- Born: Debra Searles 1965 (age 60–61)
- Occupation: Theoretical chemist
- Known for: Fluctuation theorem research

= Debra Bernhardt =

Australian theoretical chemist

Debra Bernhardt (née Searles; born 1965) is an Australian theoretical chemist. She is best known for her contributions towards understanding the fluctuation theorem. This theorem shows the second law of thermodynamics and the zeroth law of thermodynamics can be derived mathematically rather than postulated as laws of nature.

==Personal profile==
Bernhardt has previously worked as an associate professor in the Faculty of Science at Griffith University. During her time at Griffith University, she became the founding director of the Queensland Micro- and Nanotechnology Centre. She received her PhD from the University of Newcastle for her work on quantum chemistry. In 2012, Bernhardt joined the University of Queensland as a professor in a joint appointment between the School of Chemistry and Molecular Biosciences and the Australian Institute of Bioengineering and Nanotechnology.

In 2019 Bernhardt was elected to a Fellowship of the Australian Academy of Science. She is also a Fellow of the Royal Australian Chemical Institute. In the past, Bernhardt has also held research positions at the University of Basel in Switzerland and Australian National University.

==Research interests==
Bernhardt's research interests are in the study of liquids under equilibrium and nonequilibrium conditions, development of the theory of nonequilibrium fluids and use of simulations to assist in understanding experimental results.
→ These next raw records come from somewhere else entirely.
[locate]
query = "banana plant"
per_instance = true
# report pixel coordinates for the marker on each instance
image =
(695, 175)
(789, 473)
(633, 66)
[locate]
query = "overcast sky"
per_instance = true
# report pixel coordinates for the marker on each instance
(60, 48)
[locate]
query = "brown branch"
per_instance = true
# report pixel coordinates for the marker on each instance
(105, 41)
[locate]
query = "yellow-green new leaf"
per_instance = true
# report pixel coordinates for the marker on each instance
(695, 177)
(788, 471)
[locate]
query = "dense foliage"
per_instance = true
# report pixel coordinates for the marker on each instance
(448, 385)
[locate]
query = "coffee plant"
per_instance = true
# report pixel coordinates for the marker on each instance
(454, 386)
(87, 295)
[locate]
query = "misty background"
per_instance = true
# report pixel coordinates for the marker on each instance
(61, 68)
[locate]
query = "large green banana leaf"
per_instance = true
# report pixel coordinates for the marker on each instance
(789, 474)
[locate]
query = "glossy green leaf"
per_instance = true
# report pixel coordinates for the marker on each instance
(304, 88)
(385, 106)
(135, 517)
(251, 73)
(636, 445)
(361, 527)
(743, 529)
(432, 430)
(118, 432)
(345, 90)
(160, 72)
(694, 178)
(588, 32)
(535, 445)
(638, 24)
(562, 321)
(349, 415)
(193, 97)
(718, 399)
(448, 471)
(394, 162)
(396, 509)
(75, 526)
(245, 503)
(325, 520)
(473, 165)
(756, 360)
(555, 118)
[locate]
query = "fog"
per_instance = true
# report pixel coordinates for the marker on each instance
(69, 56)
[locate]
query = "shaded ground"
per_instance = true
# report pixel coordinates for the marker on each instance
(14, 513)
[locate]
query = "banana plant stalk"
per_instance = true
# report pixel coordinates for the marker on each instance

Current research projects include: the study of nonequilibrium liquids via statistical mechanics; nonequilibrium molecular dynamics; dynamical systems theory; chaos theory; the fluctuation theorem; the study of fluids in confined spaces; the development of algorithms for molecular dynamics simulations; and the calculation of liquid properties. Bernhardt has made significant contributions to theoretical computational chemistry, including combining quantum chemistry and molecular simulation, as well as the calculation of transport properties of materials.

==Selected publications==
- D.J. Evans, D.J. Searles and E. Mittag (2001), "Fluctuation theorem for Hamiltonian systems - Le Chatelier's principle", Physical Review E, vol 63, 051105(4).
- H. Huber, B. Kirchner and D.J. Searles, (2002), "Is there an iceberg effect in the water/DMSO mixture?", Journal of Molecular Liquids, vol 98–99, 71–77.
- G.M. Wang, E.M. Sevick, E. Mittag, D.J. Searles and D.J. Evans, (2002) "Experimental demonstration of violations of the Second Law of Thermodynamics", Physical Review Letters, vol 89, 050601.
- D.J. Searles and H. Huber, (2002), "Accurate determination of nuclear quadrupole coupling constants and other NMR parameters in liquids from the combination of molecular dynamics simulations and ab initio calculations", Encyclopedia of Nuclear Magnetic Resonance: A Supplement, (John Wiley & Sons, Ltd, Section Ed T. Farrar), vol 9, 215–226.
- Denis J. Evans, Debra J. Searles and Stephen R. Williams, (2016) "Fundamentals of Classical Statistical Thermodynamics, Dissipation, Relaxation and Fluctuation Theorems", pp205. (Wiley VCH, Weinheim Germany) print ISBN 978-3-527-41073-6, ePub: 978-3-527-41077-5.
- Amir H. Farokh Niaei, Niaei, Tanveer Hussain, Marles Hankel and Debra J. Searles (Bernhardt) (2017), "Sodium-intercalated bulk graphdiyne as an anode material for rechargeable batteries", Journal of Power Sources, vol 343, 354–363.
- Kuk Nam Han, Stefano Bernardi, Lianzhou Wang and Debra J. Searles (Bernhardt) (2017), "Water structure and transport in zeolites with pores in one or three dimensions from molecular dynamics simulations", The Journal of Physical Chemistry C, vol 121, 381–391.